Contributing

CI Status Coverage Code style: black CircleCI Documentation Status

Code Style

Code style is tested using flake8, with the configuration set in .flake8, and code formatted with black.

Installing with jupyter-cache[code_style] makes the pre-commit package available, which will ensure this style is met before commits are submitted, by reformatting the code and testing for lint errors. It can be setup by:

>> cd jupyter-cache
>> pre-commit install

Optionally you can run black and flake8 separately:

>> black .
>> flake8 .

Editors like VS Code also have automatic code reformat utilities, which can adhere to this standard.

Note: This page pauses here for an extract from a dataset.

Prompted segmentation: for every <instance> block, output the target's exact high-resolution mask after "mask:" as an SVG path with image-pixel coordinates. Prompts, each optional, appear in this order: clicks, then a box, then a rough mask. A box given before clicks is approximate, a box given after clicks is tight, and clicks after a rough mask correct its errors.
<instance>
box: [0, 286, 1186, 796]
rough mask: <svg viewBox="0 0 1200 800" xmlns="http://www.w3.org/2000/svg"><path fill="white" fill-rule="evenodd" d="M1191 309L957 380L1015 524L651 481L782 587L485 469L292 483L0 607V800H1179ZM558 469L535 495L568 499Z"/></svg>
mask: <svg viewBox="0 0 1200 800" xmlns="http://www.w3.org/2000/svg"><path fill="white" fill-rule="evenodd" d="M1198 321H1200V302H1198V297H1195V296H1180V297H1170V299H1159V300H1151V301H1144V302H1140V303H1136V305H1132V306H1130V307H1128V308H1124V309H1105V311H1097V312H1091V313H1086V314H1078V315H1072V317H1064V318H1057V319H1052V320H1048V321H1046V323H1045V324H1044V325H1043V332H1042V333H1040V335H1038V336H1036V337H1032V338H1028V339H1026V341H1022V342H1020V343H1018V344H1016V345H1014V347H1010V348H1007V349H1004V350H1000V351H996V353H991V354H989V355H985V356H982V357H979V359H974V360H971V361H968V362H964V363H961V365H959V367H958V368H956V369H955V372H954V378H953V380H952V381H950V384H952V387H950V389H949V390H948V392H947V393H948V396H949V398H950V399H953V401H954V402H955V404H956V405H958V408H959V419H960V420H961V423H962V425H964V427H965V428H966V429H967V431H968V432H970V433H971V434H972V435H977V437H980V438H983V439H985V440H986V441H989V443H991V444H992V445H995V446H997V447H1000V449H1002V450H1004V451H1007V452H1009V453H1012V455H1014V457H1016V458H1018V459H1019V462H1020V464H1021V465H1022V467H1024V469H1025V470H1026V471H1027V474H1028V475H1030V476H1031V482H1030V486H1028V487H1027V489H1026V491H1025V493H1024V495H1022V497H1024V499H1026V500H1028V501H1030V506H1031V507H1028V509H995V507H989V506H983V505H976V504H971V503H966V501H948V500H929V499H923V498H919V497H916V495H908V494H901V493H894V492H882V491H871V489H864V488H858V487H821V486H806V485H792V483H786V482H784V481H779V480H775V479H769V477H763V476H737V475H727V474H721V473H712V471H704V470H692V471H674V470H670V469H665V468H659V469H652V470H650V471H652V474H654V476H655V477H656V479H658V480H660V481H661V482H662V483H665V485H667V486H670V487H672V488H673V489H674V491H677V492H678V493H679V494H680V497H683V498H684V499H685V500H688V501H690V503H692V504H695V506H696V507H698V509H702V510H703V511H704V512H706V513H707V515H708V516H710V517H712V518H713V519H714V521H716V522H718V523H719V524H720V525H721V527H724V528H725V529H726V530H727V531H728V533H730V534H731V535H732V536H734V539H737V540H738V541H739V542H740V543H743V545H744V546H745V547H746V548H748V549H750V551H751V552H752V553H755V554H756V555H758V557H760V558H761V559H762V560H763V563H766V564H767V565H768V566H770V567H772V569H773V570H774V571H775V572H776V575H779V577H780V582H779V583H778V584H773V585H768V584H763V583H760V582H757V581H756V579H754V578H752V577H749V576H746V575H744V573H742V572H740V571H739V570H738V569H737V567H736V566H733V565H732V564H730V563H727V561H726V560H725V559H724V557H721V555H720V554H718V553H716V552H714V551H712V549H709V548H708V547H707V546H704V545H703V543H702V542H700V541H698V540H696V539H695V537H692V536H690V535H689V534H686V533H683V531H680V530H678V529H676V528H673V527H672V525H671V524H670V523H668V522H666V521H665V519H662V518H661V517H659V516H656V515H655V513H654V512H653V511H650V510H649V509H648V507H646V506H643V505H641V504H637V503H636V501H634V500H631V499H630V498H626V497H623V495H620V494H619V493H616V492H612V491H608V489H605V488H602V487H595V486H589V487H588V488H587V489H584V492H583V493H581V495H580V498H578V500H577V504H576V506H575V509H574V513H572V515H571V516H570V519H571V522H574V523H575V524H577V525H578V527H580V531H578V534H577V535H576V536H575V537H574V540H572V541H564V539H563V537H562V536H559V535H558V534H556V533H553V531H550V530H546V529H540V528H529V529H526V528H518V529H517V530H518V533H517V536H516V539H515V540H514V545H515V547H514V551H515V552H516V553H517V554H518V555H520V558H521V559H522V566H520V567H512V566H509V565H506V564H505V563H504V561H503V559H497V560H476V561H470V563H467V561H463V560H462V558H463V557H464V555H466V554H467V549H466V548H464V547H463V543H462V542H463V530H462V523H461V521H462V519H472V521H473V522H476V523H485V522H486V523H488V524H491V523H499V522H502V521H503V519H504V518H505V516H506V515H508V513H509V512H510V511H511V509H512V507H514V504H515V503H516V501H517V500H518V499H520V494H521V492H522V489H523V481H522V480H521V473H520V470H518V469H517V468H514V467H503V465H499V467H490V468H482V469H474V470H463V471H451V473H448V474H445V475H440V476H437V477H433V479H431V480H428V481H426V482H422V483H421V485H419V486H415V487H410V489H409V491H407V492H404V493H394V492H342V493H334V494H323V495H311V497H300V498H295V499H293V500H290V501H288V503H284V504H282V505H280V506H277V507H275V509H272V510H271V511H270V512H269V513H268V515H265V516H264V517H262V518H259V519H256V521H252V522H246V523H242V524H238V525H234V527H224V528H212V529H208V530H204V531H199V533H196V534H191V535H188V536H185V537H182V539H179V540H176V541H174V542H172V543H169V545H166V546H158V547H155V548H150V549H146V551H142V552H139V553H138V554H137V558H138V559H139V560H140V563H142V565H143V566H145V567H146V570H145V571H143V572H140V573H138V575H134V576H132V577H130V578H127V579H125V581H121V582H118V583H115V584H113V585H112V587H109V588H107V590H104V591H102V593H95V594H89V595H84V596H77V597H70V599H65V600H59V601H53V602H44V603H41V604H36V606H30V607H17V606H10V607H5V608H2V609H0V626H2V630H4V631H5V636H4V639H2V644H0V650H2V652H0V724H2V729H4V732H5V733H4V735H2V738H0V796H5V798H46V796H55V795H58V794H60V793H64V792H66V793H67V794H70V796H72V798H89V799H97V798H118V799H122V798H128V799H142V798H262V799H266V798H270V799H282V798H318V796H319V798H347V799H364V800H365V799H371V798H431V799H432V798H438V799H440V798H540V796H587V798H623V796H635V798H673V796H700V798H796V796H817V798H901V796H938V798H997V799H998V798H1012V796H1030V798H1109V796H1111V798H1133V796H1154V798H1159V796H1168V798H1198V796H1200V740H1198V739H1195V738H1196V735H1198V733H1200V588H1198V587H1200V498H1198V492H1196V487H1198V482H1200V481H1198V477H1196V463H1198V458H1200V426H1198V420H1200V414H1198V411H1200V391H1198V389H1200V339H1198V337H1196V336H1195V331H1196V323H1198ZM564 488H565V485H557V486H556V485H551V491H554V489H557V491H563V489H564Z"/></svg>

All functions and class methods should be annotated with types and include a docstring. The prefered docstring format is outlined in jupyter-cache/docstring.fmt.mustache and can be used automatically with the autodocstring VS Code extension.

Testing

For code tests:

>> cd jupyter-cache
>> pytest

For documentation build tests:

>> cd jupyter-cache/docs
>> make clean
>> make html-strict

Pull Requests

To contribute, make Pull Requests to the master branch (this is the default branch). A PR can consist of one or multiple commits. Before you open a PR, make sure to clean up your commit history and create the commits that you think best divide up the total work as outlined above (use git rebase and git commit --amend). Ensure all commit messages clearly summarise the changes in the header and the problem that this commit is solving in the body.

Merging pull requests: There are three ways of ‘merging’ pull requests on GitHub:

  • Squash and merge: take all commits, squash them into a single one and put it on top of the base branch. Choose this for pull requests that address a single issue and are well represented by a single commit. Make sure to clean the commit message (title & body)

  • Rebase and merge: take all commits and ‘recreate’ them on top of the base branch. All commits will be recreated with new hashes. Choose this for pull requests that require more than a single commit. Examples: PRs that contain multiple commits with individually significant changes; PRs that have commits from different authors (squashing commits would remove attribution)

  • Merge with merge commit: put all commits as they are on the base branch, with a merge commit on top Choose for collaborative PRs with many commits. Here, the merge commit provides actual benefits.